Culture Night 2024 featured thousands of events up and down the country. According to some estimates a quarter of the population or 1.7 million people attended free arts and culture events on September 20. Around 30 of those audience members were in the back room of Kinsale’s glorious Tap Tavern. There were locals, Americans, Brits and at least one Argentinian all of whom, writes Jason Ward, were transported to Milford Junction railway station in England in 1947 by Lighthouse Theatre’s production of Still Life – the play that became the movie Brief Encounter.
Still Life was written by Noel Coward as part of a series of one act plays to be performed under the umbrella title ‘Tonight at 8:30pm’. The original London production in 1936 featured Coward himself alongside his oldest friend Gertrude Lawrence and was well received by critics, going on to play a season in New York as well.
This version adapted by Lighthouse’s Adrian Metcalfe for a three-person cast follows the same five scene structure and contrasting love stories of the original. We have the concealed and clandestine extra-marital affair between Alec and Laura which, if revealed, would destroy them both socially, professionally and emotionally. This is counterpointed by the bawdy, open and humorous back and forth between Ticket Collector Albert and Station Buffet Manager, Myrtle as they bundle their way to bed.

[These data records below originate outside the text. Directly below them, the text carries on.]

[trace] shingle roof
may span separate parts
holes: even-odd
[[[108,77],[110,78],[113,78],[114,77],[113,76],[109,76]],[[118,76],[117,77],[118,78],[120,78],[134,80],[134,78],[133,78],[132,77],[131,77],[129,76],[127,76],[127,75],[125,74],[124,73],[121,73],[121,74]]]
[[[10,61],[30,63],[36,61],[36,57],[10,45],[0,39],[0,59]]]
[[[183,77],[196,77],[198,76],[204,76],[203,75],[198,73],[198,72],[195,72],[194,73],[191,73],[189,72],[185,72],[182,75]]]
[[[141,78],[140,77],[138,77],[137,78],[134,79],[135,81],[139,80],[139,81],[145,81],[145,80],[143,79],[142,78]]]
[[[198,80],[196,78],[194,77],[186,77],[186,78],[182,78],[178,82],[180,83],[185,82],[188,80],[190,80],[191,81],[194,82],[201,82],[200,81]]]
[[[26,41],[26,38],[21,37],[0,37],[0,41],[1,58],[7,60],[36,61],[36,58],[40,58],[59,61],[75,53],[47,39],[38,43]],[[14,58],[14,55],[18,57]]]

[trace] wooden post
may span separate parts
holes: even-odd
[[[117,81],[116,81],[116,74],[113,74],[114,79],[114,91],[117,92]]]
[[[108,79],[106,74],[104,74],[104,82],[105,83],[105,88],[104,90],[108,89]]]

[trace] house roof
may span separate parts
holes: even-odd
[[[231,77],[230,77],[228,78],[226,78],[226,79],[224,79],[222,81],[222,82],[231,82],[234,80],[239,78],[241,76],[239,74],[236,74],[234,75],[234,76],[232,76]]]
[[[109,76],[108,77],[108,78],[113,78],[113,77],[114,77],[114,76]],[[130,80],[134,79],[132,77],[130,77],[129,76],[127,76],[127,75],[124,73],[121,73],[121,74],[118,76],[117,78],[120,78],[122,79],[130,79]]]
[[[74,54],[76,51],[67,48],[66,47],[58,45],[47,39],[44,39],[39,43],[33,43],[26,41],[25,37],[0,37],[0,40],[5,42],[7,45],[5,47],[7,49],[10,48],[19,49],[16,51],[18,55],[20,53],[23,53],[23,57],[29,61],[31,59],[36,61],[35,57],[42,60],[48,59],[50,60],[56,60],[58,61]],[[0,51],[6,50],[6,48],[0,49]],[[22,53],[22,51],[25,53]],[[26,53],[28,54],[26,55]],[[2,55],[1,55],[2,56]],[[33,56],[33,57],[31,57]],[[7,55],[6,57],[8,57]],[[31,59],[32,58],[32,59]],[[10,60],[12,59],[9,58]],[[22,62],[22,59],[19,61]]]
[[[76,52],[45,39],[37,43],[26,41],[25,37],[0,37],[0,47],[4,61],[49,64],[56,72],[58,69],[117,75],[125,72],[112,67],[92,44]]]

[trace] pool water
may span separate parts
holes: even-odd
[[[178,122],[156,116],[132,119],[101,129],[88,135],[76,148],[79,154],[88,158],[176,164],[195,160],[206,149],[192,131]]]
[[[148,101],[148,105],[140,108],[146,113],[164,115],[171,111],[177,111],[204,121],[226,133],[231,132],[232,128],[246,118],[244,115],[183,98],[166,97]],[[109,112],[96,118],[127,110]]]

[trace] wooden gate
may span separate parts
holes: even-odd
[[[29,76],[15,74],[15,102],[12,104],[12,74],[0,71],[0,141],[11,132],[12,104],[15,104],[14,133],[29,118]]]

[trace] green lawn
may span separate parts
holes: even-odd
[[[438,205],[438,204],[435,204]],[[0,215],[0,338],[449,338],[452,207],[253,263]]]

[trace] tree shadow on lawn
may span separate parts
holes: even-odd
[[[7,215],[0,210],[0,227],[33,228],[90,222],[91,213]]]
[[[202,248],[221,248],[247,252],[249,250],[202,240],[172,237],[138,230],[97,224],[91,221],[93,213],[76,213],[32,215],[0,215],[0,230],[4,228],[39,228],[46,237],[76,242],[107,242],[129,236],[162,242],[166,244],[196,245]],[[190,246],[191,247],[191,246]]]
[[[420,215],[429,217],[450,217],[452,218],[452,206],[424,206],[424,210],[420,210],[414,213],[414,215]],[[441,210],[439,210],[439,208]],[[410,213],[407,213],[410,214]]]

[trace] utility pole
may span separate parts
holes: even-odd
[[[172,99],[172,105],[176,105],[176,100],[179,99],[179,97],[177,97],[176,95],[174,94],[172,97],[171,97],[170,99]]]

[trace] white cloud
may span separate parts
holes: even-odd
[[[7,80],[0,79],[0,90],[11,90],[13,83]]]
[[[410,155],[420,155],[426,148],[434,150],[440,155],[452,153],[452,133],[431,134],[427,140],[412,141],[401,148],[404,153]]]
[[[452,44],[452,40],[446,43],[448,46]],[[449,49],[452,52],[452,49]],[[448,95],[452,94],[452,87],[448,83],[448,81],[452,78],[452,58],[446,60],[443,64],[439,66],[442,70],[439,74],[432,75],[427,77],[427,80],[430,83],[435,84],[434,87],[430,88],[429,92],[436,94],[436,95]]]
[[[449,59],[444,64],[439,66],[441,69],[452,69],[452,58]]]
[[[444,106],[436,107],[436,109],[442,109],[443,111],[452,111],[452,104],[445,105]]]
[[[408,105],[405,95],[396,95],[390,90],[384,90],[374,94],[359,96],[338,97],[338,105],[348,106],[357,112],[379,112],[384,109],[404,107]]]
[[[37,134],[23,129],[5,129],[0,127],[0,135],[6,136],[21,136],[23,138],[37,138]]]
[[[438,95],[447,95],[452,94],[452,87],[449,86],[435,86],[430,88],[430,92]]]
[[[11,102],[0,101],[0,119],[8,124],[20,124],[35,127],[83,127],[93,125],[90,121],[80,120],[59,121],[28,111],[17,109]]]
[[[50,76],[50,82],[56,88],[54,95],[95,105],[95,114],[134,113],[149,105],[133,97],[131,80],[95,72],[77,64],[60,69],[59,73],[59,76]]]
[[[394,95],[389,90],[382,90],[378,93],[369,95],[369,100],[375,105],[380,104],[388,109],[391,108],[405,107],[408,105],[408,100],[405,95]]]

The production was presented in the Tavern’s semi-covered smoking area, which has a stone floor and an old school Telefon box that both help to place the piece. The breeze that wafted through the space, the seagulls crying above, and the occasional bursts of traffic outside all combined with bells and steam train sound effects to enhance the atmosphere. And whether intentional or not, the fact that we were sat on wooden seats and benches, placed us in a British Railways station waiting room in a time before they were all converted into branded coffee shops and fitted with fruit machines.

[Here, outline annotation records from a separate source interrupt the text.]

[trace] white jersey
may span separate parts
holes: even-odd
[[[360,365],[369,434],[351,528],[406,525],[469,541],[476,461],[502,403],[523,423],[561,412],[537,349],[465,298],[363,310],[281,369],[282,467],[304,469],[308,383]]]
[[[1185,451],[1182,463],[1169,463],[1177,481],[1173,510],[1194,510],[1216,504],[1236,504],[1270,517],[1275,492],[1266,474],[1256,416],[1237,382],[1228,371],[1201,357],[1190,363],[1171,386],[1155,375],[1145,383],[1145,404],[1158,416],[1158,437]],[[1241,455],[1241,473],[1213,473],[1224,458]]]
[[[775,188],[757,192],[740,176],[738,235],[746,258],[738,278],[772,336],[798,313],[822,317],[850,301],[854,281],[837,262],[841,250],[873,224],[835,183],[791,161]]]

The show opens with great energy (and biscuits for the crowd). Myrtle (Sonia Beck) is training Beryl (Carla Goodman who also directs) on how things should be done in the station refreshment room. There is comedy and a warmth that welcomes us in much the same way we imagine Myrtle would have welcomed her customers. There was a touch of Mrs Slocombe in Beck’s playing of Myrtle with her pretence of outward respectability which we see fall apart once Albert the ticket collector (Metcalfe) enters the refreshment room. He shamelessly flirts with single entendres and bottom slapping.
Like every good opening scene, this one immediately places the audience in a place and time. The reason we are there soon becomes apparent when a woman (also Beck) enters seeking help with some grit in her eye. Ms Beck transforms from bawdy serving wench Myrtle to classy, elegant and refined (or repressed) middle class English woman Laura. The change in physicality, tone and energy is incredible requiring no suspension of disbelief or moment of adjustment.
Laura is assisted by Alec (Metcalfe) who happens to be a doctor. In this role Metcalfe has thrown off the earthiness of the Albert and pitches his voice a little higher, slows down his speech and hits every consonant as he inhabits the physician’s character. The pair soon draw themselves into a bubble that excludes the world and is only punctured by the arrival and departure of trains.
From a random meeting at the station, Alec and Laura’s mutual attraction sees them graduate to an afternoon at the movies which was scandalous behaviour for married people in 1936. However, this play is about more than a fantasy of attraction.
Still Life is a play about the power of physical attraction and passion. And this is not the unrequited type represented by a shy downward stare behind a fan or middle-class Regency woman looking mournfully out of the window of a stately home. This is two grownups, married with children, who fancy the pants off each other and go to someone else’s flat for Thursday afternoon delight – all in an age before female contraception or safe, legal abortion. The risks were huge, but the desire was bigger.
The challenge for the actors is that the audience only sees them in a public place. In 1947 people just didn’t snog in the railway refreshment room so all that repression, that knowledge of what has happened offstage has to be carefully communicated. The audience must understand but other passengers must not. Metcalfe and Beck take us to the edge of glory without even a touch, let alone a kiss. Their performances in these roles are wound tight, the audience willing them to make the impossible choices that will allow us our happy ending.
In the final scene the pair are spending their last few minutes in the refreshment room together before Alec departs for Johannesburg. There is still hope, perhaps. But the dam of emotion that Laura and Alec have broken must be quickly blocked again. No trace can be visible. We are left frustrated, angry and sad.
It is this final scene that elevates Still Life / Brief Encounter into the pantheon of classics. However, if the other 35 minutes are not directed and acted well enough then the ending risks limply running out of petrol at the side of the road.
However, Lighthouse Theatre has filled the dramatic tank. We know Alec and Laura; we know what they have been through, and we feel that they belong together. Metcalfe’s adaptation has had to remove scenes that show us Laura’s tedious home life which leaves the company less material to play with, which does not matter because the company have the talent to show us their characters’ tension, the passion and the frustration. That they do all of this in 40 minutes is a testament to the strength of Metcalfe’s adaptation, Goodman’s direction and the cast’s ability to weave a spell.